Members of Medicines in Europe Forum are delighted at these new advances that complete those obtained at the first reading. But they rise against the fact that no amendment guaranteeing compassionate use programmes for patients with no therapeutic alternative.

Other amendements protecting the pharmaceutical industry endanger health care systems
The Forum also observes that industry lobbies and their supporting MEPs continue to fiercely defend their two dearest points: maintaining the system leading to inadequate evaluation of new medicines (no obligation to carry out comparatives trials), and undue prolongation of commercial exclusivity for companies.

An unprecedented protectionist weapon
The amendments adopted on November 27 (owing to a tiny majority for some of them) would result in an internationally unprecedented protectionist weapon: indeed they would allow drug companies to protect clinical trial data for 11 years. Three further years of protection could also be granted for a new indication of an old substance, and three years could also be granted, as a nice little jackpot, for any switch from prescription to over-the-counter (OTC) drugs.
Such protection is not supported by sound elements, and it goes well beyond reasonable reward of research investment.
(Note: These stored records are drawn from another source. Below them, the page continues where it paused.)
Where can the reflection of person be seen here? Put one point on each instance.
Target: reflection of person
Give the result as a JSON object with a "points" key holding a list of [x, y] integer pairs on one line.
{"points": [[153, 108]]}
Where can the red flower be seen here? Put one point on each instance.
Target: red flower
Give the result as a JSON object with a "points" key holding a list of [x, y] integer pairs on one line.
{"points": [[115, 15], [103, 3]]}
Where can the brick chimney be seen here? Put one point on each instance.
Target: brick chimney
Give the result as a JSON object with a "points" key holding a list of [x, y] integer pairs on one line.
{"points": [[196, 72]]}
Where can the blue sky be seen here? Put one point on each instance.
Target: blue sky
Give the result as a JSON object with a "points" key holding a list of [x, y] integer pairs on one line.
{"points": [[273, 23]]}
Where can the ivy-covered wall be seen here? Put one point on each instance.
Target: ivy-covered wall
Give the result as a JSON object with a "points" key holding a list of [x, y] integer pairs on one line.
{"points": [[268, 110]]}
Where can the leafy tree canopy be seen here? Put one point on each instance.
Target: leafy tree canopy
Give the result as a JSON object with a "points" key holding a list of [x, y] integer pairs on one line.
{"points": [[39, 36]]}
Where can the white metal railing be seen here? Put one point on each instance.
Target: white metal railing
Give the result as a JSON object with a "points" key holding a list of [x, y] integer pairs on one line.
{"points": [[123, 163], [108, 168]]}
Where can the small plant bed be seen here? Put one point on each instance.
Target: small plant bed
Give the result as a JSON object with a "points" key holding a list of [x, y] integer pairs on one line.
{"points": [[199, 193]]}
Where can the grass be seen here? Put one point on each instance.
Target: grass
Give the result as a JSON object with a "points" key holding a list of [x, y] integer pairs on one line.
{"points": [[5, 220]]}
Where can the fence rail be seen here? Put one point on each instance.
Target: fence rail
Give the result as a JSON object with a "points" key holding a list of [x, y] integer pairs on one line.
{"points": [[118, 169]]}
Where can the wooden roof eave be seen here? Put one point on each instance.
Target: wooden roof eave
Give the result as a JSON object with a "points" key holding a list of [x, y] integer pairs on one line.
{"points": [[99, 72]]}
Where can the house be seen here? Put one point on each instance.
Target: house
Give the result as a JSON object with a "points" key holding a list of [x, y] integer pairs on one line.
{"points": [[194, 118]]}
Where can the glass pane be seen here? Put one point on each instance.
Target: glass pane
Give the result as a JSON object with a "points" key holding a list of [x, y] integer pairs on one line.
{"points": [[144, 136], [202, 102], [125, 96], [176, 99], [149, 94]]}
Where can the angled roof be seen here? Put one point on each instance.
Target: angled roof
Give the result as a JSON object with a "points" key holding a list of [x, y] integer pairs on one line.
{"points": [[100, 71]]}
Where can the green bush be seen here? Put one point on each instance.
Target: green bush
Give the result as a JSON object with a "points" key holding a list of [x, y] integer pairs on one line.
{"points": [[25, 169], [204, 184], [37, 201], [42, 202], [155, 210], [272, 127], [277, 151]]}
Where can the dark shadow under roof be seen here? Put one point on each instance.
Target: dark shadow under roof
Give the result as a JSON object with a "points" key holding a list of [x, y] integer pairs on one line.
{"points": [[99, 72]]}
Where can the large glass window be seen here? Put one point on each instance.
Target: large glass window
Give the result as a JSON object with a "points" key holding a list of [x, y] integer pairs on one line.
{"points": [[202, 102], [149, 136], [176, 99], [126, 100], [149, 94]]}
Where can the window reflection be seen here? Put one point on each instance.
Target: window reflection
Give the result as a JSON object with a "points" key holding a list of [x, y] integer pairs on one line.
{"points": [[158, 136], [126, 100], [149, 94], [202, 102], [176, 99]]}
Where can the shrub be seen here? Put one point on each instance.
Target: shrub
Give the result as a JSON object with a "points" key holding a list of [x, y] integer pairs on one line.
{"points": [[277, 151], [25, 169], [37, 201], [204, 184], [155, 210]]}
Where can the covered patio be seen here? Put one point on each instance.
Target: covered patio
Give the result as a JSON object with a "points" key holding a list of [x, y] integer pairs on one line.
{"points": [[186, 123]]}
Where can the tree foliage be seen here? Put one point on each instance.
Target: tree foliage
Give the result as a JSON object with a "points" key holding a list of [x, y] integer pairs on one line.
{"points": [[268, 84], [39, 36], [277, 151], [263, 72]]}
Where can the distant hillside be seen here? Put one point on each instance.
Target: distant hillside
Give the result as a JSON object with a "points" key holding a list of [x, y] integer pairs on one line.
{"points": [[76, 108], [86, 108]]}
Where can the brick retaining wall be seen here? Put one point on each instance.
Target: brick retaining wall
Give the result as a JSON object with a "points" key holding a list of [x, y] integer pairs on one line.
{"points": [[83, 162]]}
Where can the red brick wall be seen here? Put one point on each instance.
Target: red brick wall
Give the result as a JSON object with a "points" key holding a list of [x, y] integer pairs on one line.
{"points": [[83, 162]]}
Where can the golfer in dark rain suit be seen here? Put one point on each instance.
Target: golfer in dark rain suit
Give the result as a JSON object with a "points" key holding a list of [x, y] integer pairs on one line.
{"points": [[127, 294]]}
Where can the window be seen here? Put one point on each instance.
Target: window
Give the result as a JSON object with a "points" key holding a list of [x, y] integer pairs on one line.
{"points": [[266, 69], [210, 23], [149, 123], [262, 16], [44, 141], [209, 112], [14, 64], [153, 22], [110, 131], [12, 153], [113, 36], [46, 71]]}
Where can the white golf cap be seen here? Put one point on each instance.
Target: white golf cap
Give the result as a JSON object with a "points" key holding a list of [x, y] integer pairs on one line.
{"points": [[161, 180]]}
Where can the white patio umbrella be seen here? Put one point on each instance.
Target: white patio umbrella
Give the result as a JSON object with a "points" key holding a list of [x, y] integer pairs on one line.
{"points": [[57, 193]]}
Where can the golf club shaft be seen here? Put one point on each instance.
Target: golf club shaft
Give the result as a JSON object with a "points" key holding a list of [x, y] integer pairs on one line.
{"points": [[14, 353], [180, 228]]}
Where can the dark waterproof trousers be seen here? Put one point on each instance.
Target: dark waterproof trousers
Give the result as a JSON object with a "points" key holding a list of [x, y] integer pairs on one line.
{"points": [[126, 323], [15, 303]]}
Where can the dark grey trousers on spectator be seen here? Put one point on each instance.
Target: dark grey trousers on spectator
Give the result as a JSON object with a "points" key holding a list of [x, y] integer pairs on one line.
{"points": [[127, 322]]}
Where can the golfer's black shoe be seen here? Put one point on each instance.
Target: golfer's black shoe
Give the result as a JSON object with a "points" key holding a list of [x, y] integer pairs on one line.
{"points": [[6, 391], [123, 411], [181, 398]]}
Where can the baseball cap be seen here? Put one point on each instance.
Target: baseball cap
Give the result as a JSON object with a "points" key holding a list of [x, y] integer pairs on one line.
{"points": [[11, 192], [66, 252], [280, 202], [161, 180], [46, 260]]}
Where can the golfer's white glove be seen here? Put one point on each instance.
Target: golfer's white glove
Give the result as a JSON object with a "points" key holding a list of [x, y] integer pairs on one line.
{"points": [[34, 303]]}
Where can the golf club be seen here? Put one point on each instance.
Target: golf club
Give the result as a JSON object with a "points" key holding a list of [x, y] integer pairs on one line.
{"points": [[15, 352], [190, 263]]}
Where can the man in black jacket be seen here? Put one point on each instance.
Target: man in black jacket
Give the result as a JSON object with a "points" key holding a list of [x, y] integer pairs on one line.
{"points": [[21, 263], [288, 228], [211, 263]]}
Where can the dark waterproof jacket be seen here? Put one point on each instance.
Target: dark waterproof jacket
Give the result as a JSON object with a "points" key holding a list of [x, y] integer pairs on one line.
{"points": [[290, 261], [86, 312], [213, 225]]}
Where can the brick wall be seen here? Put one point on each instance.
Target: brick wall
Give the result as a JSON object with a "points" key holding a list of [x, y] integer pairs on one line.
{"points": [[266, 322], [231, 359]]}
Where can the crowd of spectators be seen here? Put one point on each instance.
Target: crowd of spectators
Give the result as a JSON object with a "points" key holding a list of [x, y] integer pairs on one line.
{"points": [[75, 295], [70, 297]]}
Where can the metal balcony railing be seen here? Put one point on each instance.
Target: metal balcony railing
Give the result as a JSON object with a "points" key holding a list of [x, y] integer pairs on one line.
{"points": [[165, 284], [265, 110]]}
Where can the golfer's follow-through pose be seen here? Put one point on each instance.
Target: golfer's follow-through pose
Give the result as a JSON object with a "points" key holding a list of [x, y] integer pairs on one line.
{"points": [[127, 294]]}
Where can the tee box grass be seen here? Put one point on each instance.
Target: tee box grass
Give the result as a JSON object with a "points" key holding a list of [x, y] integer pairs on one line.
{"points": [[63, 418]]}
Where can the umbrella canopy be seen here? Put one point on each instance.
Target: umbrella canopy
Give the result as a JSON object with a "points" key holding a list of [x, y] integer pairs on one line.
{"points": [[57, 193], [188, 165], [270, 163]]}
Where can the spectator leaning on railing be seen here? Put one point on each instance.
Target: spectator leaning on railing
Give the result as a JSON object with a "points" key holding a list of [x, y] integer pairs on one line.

But it has been clearly demonstrated that it would threaten all welfare and health insurance systems of European member states, with dramatic consequences for household budgets. They would have a particularly bad impact on the economy of those member states joining the EU in 2004.

Medicines in Europe Forum calls MEPs who will decide on these measures (in plenary in mid December), and the health ministers from member states involved in the co-decision process, to confirm the advances that were voted by the Commission.

Halt to the protectionist spiral
Medicines in Europe Forum calls MEPs and ministers to put a halt to the protectionist spiral that would threaten health systems. In addition it would be counter productive in terms of revival of the pharmaceutical industry: reorienting research and development towards needed medicines is the only way to revitalize this industry in the long term. It would be unacceptable to grant drug companies undue data protection, and to consequently maintain high prices for medicines, without any obligation to evaluate the comparative merits (added therapeutic value) of medicines in a given condition.

In a final spurt of effort MEPs and ministers are still in a position to guarantee access to good quality health care at reasonable cost for EU citizens. Civil society, well represented in Medicines in Europe Forum, count on them.